Father of the Bride is one of my all time favorite movies. You know the one, right...with Steve Martin? This movie came out when I was in college. I saw it at the one-movie-a-week Ephraim theater with my roommate Leslie. She must've thought I was a little nuts when I see-sawed back and forth between uproarious laughter and sentimental tears throughout the entire movie. But that movie made an impact on me, hit me pretty hard. And I'm sure it was because, though I wasn't engaged at the time, I knew it was getting close. Even then, the movie reminded me of my Dad. Which became all the more humorous when I did actually get engaged and start planning a wedding...to find that my Dad was reacting in very similar ways to Steve Martin's character. Oh, not to the same extremes, of course. He didn't get arrested for stealing hot dog buns or anything like that. But the decisions to be made of how many guests, where to hold the reception, the "Please don't make me wear a tux!!" plea, and how much everything was going to cost....mingled in with his emotions of losing his oldest daughter.
Who presents this woman? This woman? But she's not a woman. She's just a kid. And she's leaving us. I realized at that moment that I was never going to come home again and see Annie at the top of the stairs. Never going to see her again at our breakfast table in her nightgown and socks. I suddenly realized what was happening. Annie was all grown up and was leaving us, and something inside began to hurt.

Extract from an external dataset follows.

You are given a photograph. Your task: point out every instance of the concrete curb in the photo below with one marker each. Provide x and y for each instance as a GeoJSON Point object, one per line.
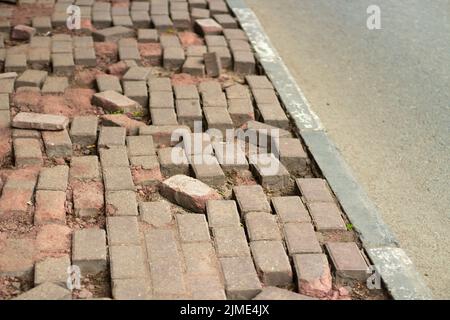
{"type": "Point", "coordinates": [396, 269]}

Last night I saw Father of the Bride in a play version at Hale Centre Theatre. And as I sat there I had a mix of emotions. Thinking back to my own time as a bride, yes. But also about my own first born daughter. Rebekah turns 16 tomorrow. I met Bryan when I was that age. She's already got boys clamoring for dates, waiting anxiously. Oh, a wedding is still a few years out, certainly...and if she doesn't get married when she is 19 like I did, well...I'm not going to be upset about that! But it will come and seeming all too soon, is my guess. And then we'll have another Father of the Bride situation at our house.